Cully – 90 ans de Louis-Philippe Bovard
C’était le vendredi 6 avril 1934 que Louis-Philippe faisait son premier sourire à ses parents Marianne et Louis Bovard.
Bien sûr que Louis-Philippe ne se souvient pas de ce moment-là, lui qui a toujours fixé son regard sur le futur, sur des lendemains amenant de nouvelles idées, de nouvelles créations, de nouvelles inventions. D’ailleurs comme son grand-père qui était un inventeur prolifique reconnu.
Mais, voilà, lorsque l’on atteint le cap de 90 années passées au bord de l’eau, lui qui dit n’avoir jamais habité à plus de 45 mètres des rives du Léman, il est parfois temps de jeter un œil dans le rétroviseur et de repasser son parcours de vie avec toutes les belles rencontres qui ont continuellement enrichis et pavés ce long chemin de vie.
Il a choisi le jour de la Saint-Louis, le dimanche 25 août 2024, en mémoire aux nombreux Louis dans la famille Bovard, pour célébrer chez lui un retour sur son passé en compagnie des amis et connaissances rencontrés sur le chemin de l’amitié et de la bienveillance. D’ailleurs, Saint-Louis n’honore-t ’il pas le roi Louis IX aimé de son peuple pour sa charité et sa sagesse.
On rembobine le film au début
Louis-Philippe avec son frère Antoine et sa sœur Anne, habitent à Cully de 1934 à 1940. Puis au hameau du Treytorrens de 1940 à 1957 et retour à Cully en 1957.
Il suit une école privée à Cully comprenant 6 ou 7 élèves jusqu’à l’âge de 10 ans avant de rejoindre l’école publique.

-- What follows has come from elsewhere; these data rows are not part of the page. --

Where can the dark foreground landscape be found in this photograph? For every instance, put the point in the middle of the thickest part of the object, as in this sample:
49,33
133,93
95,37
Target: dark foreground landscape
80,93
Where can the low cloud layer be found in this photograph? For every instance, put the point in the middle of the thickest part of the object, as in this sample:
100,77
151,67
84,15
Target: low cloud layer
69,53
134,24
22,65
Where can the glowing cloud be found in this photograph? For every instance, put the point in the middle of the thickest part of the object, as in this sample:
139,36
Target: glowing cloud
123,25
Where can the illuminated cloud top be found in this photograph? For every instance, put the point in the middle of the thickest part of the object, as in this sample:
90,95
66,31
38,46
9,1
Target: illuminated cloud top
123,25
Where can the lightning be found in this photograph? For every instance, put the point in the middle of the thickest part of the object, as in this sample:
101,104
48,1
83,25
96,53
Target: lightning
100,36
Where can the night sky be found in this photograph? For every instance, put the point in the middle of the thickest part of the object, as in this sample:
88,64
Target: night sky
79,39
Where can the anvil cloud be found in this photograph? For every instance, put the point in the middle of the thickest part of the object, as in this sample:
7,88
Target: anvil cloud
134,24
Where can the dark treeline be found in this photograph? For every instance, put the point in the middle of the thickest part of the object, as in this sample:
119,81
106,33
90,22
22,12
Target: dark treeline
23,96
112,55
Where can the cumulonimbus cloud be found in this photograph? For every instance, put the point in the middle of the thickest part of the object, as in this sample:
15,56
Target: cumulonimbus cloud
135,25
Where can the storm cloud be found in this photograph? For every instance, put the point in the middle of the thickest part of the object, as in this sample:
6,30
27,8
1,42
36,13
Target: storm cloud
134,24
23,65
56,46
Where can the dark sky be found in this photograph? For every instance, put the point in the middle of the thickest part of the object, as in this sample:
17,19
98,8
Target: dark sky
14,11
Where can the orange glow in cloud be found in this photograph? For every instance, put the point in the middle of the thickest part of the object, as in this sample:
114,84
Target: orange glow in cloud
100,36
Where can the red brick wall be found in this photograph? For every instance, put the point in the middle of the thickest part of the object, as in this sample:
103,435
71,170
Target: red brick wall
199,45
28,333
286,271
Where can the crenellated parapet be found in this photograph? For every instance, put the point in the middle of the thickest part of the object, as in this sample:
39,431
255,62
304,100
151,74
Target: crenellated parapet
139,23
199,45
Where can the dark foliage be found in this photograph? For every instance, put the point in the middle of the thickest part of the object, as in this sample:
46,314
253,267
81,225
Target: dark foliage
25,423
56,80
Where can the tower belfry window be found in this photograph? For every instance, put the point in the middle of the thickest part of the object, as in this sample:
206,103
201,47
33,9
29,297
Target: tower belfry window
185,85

Puis, c’est l’école secondaire au collège de Béthusy à Lausanne suivie par l’Université en obtenant une licence en droit, plus une licence HEC et de police scientifique.
Pendant que son papa Louis travaille la vigne, il entame une carrière professionnelle personnelle qui va l’emmener vers des horizons totalement insoupçonnés de prime abord.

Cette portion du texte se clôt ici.